ChatCompletions and Completions:

  • model, find all the models we support here: https://novita.ai/llm-apiopen in new window.
  • messages, including roles system, user, assistant. (only availabe for ChatCompletion Endpoint)
    • content, The contents of the message.
    • role, The role of the messages author, in this case system.
    • name, An optional name for the participant. Provides the model information to differentiate between participants of the same role.
  • prompt: The prompt(s) to generate completions for, encoded as a string, array of strings, array of tokens, or array of token arrays. (only availabe for Completion Endpoint)
  • max_tokens , the maximum number of tokens that can be generated in the chat completion.
  • stream , if set, partial message deltas will be sent, like in ChatGPT. Tokens will be sent as data-only server-sent events as they become available, with the stream terminated by a data: [DONE] message.
  • temperature, What sampling temperature to use, between 0 and 2. Higher values like 0.8 will make the output more random, while lower values like 0.2 will make it more focused and deterministic. We generally recommend altering this or top_p but not both.
  • top_p, an alternative to sampling with temperature, called nucleus sampling, where the model considers the results of the tokens with top_p probability mass. So 0.1 means only the tokens comprising the top 10% probability mass are considered. We generally recommend altering this or temperature but not both.
  • stop, Up to 4 sequences where the API will stop generating further tokens.
  • n, How many chat completion choices to generate for each input message. Note that you will be charged based on the number of generated tokens across all of the choices. Keep n as 1 to minimize costs.

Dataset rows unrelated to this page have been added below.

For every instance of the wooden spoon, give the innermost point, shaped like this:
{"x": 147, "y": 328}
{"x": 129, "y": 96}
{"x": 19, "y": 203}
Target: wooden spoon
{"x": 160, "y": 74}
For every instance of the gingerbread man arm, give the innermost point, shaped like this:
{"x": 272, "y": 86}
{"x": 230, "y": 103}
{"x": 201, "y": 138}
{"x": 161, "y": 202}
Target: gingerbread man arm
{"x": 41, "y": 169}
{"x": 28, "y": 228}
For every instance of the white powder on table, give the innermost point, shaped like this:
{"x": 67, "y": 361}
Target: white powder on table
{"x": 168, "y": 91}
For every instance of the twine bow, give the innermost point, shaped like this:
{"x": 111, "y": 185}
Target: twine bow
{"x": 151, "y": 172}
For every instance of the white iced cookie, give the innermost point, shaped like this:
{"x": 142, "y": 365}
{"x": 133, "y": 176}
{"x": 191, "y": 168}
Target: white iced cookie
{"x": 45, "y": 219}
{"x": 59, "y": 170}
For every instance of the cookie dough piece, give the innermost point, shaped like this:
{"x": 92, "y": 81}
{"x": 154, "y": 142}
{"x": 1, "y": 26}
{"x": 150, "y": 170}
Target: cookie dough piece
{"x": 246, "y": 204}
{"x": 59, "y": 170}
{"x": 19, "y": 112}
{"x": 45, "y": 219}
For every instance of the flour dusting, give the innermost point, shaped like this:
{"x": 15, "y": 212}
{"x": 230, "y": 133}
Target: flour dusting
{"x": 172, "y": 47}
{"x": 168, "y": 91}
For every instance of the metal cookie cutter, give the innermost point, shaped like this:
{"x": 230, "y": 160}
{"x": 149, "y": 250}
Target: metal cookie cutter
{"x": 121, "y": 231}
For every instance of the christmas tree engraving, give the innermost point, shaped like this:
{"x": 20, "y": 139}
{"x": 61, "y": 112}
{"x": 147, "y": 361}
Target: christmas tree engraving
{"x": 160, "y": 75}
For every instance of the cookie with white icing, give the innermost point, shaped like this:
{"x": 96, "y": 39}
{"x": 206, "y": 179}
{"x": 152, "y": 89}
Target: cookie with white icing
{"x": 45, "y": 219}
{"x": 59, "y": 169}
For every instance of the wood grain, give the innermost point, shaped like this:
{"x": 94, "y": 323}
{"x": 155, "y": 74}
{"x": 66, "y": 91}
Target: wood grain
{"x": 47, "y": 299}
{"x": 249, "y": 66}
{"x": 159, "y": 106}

  • presence_penalty, Float that penalizes new tokens based on whether they appear in the generated text so far. Values > 0 encourage the model to use new tokens, while values < 0 encourage the model to repeat tokens.
  • frequency_penalty, Float that penalizes new tokens based on their frequency in the generated text so far. Values > 0 encourage the model to use new tokens, while values < 0 encourage the model to repeat tokens.
  • repetition_penalty: Float that penalizes new tokens based on whether they appear in the prompt and the generated text so far. Values > 1 encourage the model to use new tokens, while values < 1 encourage the model to repeat tokens.
  • logit_bias, an optional parameter that modifies the likelihood of specified tokens appearing in a model generated output.